Writing is patching together a crazy quilt. Everyone has their own method- sequential from beginning to end, moving in and out of time as the mood suits them, or writing into the void not knowing where the end will be. Therefore, DRAFT CONTROL is an extremely important concept to think about as you begin to notice your process.
I tend to write in all three of the ways I have described above. So what to do? How to stay sane when you have writing all over the place? Plus, consider notes on paper that haven’t even made it into the draft or the sudden realization at a stop light of exactly where things need to go.
Writing free-form. Let’s say anecdotes or sketches of characters, situations or memories consider keeping ONE notebook. I cut all of the various scraps that end up in different places into the one master notebook for a certain project.
Writing sequentially. I have used the program Scrivener for a few years and I like to think of it (I am dating myself here) as a “Trapper Keeper” for all of the bits and bobs of a project. There are a few specific things I love about this program: 1) you can keep chapters/sections separate which I think makes it easier to edit and 2) it has a huge capacity for storing all of the articles, pictures, and ephemera you collect for inspiration.
Keeping Orphan Notes. So lightning strikes and you have a phrase, or a book title that could possibly tie-in to an idea you are playing around with, or perhaps you keep word lists. I know I do! I have tons of lists of words that sparkled at me when I read them. I keep these notes in my ONE notebook, I have also put them on 3×5 index cards in a little filing bin (much like the ones people used to, I am dating myself again) use for recipes. A more high-tech version of keeping orphan notes is the great program Evernote. It clips, organizes, and stores your content cross-devices. If you are keeping written notes, a way to keep track of these is by using the Moleskine Smart Notebooks which have the ability to store your written notes in the creative cloud, or in conjunction with Evernote.

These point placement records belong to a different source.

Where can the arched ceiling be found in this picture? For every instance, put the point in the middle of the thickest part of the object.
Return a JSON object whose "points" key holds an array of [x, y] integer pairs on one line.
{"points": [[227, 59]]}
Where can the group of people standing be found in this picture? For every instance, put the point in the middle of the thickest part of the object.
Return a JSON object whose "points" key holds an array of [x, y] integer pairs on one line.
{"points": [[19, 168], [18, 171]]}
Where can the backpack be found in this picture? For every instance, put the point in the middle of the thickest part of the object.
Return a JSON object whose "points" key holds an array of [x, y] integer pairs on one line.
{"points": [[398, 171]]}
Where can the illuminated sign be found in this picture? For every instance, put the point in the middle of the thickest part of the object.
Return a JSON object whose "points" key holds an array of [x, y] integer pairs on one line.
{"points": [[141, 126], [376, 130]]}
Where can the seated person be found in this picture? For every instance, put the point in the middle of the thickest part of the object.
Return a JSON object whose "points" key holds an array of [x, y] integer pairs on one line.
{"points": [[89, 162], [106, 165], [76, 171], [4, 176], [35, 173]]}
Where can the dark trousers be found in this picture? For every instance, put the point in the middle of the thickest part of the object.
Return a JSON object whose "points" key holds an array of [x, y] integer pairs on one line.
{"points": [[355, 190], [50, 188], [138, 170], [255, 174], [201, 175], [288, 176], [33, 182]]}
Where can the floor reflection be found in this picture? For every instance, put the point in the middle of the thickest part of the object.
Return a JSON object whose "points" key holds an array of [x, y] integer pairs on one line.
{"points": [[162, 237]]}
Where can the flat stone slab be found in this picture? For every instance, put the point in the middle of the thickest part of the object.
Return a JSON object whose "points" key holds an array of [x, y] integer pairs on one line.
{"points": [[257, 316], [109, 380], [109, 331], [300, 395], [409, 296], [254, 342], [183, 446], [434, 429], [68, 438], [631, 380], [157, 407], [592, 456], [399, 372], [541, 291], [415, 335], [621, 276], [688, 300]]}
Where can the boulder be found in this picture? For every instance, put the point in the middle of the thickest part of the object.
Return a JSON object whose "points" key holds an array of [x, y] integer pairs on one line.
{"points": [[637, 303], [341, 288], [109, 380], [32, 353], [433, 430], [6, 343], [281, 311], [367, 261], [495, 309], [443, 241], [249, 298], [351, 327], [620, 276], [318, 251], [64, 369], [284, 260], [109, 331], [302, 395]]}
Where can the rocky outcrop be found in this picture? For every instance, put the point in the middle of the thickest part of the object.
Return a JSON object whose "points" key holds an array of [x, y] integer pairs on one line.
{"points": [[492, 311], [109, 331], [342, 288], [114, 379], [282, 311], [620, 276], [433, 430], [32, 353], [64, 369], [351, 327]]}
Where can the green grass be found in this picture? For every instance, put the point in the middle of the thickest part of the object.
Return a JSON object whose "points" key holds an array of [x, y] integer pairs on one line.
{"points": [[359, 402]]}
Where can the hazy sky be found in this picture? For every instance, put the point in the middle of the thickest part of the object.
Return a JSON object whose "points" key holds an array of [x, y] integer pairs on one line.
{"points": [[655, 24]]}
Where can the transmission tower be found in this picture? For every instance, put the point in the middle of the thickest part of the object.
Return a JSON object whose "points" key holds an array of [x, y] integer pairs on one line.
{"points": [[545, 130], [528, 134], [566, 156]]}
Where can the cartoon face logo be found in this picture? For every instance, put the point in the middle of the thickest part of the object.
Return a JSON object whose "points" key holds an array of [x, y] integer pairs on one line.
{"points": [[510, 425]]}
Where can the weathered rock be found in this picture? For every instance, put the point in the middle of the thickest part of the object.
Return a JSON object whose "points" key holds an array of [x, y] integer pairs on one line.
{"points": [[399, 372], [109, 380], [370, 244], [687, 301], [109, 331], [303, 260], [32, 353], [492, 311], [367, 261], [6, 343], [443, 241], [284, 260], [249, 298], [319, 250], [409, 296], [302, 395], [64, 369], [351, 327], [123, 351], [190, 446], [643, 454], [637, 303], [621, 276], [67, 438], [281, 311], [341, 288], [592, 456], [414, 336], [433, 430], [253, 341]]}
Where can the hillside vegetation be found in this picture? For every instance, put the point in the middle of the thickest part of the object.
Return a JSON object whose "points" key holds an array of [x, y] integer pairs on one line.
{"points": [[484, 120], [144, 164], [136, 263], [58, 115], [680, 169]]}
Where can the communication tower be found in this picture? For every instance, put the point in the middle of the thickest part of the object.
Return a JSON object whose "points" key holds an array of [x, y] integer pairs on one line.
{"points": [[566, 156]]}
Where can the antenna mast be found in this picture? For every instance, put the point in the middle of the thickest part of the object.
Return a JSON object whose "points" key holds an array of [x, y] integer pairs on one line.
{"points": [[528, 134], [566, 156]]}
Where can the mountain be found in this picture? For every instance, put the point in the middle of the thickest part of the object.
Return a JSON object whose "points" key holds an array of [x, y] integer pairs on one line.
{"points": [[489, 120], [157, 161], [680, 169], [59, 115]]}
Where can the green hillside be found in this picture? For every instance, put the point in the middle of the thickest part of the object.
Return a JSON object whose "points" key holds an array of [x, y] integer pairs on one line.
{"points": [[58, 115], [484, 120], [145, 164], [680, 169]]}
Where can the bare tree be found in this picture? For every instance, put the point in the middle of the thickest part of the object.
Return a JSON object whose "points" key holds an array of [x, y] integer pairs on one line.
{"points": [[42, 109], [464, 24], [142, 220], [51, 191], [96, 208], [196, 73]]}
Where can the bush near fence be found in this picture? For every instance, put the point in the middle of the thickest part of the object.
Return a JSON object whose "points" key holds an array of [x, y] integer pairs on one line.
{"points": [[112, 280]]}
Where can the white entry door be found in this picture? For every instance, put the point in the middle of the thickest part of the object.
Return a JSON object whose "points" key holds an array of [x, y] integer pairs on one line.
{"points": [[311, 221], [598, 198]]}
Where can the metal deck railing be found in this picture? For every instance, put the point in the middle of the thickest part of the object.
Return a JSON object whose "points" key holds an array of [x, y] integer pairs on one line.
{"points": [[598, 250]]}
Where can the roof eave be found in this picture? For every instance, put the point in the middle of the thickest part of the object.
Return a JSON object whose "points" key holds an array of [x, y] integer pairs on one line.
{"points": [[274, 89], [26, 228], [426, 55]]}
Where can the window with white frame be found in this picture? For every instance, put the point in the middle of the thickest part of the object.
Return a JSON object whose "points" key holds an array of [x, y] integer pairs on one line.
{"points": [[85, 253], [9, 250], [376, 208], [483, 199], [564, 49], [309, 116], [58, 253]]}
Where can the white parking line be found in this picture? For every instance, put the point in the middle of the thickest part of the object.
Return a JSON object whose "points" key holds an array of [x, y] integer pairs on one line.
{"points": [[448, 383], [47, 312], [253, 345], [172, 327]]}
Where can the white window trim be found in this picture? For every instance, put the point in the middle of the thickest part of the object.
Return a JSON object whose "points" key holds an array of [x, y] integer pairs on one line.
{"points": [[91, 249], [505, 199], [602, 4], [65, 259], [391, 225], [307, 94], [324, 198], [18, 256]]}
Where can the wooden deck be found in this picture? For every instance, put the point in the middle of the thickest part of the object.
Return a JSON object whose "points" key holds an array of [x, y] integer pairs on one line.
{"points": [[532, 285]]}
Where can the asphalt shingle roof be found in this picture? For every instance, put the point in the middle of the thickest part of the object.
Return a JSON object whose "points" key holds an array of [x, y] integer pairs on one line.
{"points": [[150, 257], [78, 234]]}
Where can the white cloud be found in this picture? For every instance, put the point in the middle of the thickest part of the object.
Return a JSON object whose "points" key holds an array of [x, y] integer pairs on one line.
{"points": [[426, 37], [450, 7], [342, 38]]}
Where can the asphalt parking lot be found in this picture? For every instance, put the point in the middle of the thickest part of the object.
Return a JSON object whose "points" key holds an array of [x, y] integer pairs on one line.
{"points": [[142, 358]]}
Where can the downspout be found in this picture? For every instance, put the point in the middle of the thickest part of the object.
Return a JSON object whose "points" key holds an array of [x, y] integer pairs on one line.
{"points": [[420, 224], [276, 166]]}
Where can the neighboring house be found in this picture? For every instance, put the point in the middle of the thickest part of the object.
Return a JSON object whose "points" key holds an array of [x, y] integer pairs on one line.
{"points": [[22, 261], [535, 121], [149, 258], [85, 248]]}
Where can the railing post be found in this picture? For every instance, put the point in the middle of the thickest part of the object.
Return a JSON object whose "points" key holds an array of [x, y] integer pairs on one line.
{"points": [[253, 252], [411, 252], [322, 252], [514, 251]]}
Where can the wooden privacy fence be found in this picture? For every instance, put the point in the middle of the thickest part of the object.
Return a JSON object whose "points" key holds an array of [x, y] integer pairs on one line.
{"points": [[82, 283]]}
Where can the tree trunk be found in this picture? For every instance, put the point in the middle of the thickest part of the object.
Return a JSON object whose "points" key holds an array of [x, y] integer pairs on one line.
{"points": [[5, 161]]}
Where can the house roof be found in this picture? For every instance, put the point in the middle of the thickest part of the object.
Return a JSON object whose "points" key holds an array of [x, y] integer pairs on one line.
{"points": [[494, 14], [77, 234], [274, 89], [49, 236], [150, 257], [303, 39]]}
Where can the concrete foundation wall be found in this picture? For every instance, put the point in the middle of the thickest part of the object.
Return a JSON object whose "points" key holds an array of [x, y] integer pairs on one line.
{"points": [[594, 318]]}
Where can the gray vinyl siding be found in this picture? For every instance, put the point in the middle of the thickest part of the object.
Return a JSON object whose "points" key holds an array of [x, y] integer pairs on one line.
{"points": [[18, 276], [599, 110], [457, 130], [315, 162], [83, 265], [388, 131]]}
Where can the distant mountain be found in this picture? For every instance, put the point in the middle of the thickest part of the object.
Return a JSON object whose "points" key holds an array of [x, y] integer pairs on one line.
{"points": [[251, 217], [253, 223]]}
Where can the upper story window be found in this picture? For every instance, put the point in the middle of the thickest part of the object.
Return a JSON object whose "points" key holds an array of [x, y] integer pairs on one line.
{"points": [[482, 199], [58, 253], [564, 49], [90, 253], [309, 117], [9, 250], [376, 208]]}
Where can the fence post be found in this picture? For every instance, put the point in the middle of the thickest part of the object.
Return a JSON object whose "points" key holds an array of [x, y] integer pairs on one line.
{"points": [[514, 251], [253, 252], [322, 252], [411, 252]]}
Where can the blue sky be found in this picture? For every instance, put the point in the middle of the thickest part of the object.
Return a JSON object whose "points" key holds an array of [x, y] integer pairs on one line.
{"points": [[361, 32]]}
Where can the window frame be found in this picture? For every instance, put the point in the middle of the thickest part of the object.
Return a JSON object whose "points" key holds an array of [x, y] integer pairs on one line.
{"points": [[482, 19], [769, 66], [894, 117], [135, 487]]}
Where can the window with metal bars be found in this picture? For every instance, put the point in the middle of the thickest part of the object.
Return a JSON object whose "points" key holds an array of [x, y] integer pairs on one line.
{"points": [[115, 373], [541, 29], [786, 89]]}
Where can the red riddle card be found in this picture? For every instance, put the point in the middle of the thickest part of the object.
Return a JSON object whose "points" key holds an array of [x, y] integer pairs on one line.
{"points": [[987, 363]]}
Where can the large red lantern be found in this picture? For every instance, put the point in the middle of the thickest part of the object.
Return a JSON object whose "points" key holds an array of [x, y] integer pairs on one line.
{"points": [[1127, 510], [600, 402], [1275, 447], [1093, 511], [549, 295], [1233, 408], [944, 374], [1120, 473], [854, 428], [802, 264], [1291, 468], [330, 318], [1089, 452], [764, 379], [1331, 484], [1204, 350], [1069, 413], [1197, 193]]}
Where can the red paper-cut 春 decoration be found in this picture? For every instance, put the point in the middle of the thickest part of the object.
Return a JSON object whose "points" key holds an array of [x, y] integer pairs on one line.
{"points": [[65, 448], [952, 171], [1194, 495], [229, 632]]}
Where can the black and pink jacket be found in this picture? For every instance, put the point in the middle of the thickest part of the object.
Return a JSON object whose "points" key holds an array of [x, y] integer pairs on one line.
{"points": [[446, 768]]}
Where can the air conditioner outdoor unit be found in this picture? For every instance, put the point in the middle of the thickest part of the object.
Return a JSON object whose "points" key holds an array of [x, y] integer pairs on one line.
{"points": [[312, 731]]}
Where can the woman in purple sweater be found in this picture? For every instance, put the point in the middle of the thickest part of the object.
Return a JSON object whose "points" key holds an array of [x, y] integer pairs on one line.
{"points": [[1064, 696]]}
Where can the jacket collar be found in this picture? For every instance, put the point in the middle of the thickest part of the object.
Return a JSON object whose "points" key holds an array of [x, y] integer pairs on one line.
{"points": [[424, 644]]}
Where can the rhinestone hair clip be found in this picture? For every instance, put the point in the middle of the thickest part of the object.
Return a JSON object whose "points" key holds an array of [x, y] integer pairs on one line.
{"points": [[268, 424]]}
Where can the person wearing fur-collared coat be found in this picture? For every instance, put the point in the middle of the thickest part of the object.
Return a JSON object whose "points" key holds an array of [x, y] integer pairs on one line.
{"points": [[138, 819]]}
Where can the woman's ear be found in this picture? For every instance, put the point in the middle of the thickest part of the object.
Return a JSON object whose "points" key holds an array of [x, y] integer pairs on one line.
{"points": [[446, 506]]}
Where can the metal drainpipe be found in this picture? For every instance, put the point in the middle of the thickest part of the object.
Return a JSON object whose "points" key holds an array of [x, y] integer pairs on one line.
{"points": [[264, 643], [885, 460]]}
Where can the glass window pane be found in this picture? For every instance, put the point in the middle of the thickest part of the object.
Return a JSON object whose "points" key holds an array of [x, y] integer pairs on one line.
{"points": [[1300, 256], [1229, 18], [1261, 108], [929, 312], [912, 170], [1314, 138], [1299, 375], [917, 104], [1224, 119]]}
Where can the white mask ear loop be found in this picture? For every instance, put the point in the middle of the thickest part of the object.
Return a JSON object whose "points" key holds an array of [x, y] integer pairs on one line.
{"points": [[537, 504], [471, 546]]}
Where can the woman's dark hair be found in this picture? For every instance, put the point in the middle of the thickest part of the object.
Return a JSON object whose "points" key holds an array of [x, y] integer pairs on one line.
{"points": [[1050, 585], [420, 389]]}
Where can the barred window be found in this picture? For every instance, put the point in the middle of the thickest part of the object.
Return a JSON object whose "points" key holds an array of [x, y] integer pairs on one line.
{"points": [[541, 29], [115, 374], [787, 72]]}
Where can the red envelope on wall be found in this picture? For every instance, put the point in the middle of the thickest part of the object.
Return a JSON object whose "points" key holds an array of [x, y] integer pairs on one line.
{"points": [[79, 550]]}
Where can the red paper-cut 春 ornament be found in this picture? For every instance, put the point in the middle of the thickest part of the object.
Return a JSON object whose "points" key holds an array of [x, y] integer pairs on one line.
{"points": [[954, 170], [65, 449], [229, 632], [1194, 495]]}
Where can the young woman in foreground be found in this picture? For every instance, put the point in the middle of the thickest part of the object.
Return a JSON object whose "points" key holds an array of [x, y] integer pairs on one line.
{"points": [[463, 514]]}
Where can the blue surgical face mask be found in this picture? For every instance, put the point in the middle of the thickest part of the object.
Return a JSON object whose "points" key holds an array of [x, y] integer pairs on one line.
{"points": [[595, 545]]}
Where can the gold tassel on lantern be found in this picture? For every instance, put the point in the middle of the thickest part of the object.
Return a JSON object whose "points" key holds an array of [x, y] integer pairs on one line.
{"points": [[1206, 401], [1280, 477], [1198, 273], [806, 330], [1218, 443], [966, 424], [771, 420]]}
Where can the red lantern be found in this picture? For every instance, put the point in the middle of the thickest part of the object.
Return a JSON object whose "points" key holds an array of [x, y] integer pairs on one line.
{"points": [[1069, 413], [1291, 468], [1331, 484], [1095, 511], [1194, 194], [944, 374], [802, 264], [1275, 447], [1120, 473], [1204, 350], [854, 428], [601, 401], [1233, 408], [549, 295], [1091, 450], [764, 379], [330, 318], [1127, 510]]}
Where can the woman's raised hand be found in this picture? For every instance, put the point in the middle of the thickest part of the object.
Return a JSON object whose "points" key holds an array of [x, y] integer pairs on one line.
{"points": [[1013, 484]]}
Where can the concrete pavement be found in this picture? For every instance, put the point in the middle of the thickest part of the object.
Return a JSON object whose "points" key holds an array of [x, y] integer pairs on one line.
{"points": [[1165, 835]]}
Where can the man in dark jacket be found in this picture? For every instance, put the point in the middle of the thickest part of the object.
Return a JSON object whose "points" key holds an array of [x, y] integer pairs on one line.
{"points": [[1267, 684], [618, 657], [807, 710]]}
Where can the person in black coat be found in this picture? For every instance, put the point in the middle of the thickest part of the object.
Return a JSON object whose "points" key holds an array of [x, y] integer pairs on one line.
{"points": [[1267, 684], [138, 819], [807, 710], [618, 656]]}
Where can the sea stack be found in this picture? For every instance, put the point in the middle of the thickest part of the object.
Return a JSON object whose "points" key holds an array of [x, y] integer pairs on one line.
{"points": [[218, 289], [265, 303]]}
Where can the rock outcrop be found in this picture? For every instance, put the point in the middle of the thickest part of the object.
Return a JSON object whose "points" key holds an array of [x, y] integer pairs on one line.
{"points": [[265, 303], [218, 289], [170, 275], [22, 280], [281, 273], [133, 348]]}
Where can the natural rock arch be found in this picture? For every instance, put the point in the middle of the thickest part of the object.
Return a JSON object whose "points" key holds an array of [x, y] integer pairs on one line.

Ok, so you are hard at work on a draft and let’s say you choose to keep it as a standard .doc or .docx file. Now what?
Now the genie is out of the bottle and in order to keep clutter to a minimum and also retain your sanity you need to create ONE FOLDER for your WRITING.
Then you can add two or more folders, such as:
- Articles to Pitch
- Notes on X PROJECT
So far it looks like this: YOUR HARD DRIVE—>WRITING—>MEMOIR
Then within the MEMOIR FOLDER you need to add a PROJECT NAME folder.
YOUR HARD DRIVE—>WRITING—>MEMOIR—>PROJECT NAME
Inside the PROJECT NAME FOLDER comes some choices such as:
- CURRENT WITH DATE
- NOTES/ BACKGROUND
- RECEIVED FROM EDITOR
YOUR HARD DRIVE—>WRITING—>MEMOIR—>PROJECT NAME—>CURRENT1_7_15
Every draft you work on should be saved with three pieces of information in the title:
- NAME OF PROJECT
- DATE OF LAST EDIT
- ANY EDITOR INFORMATION so that you know who has reviewed that draft. (see my attached initials below)
YOUR HARD DRIVE—>WRITING—>MEMOIR—>PROJECT NAME—>CURRENT1_7_15ej
So now you know where your draft is on your computer, but you need to send it to your editor and incorporate their feedback.
- Use tracking changes in Microsoft word
- I often also add the following on the first page: Title, Author, Date, and if it is First Pass, Second Pass, Final to Print and any other notes on general form, structure, or tone that would not be a specific note.
- I also enjoy using the colored tags on a MAC, I am sure there is something similar on a PC. Green for go, and red for stop (ie. do not use that draft).
- Another way to edit without sending a document back and forth electronically is to use a cloud based system such as Google Docs. This may work for you, I have used it for business writing but never editing creative work.
Writing and editing can be an extremely creative process. The problem is that in our overstuffed and hectic lives we can end up not keeping our drafts and files as organized as we should, leading to some crazy making experiences. When you think about how long it can take to craft a long work, sometimes years, trying to find drafts through search on your computer can be an added headache.
With that, I leave you with the final credo, ALWAYS BACK UP YOUR WORK. To the cloud, to a service such as Dropbox , keeping a draft in email (sent or unsent as long as the file is uploaded) and on an external backup drive.
If you have any tips or tricks that work for you, or know of any programs or services on the market to help with keeping files, drafts, and back-up files organized, let me know. Things change really quick in technology, I’m sure there are more hacks to come!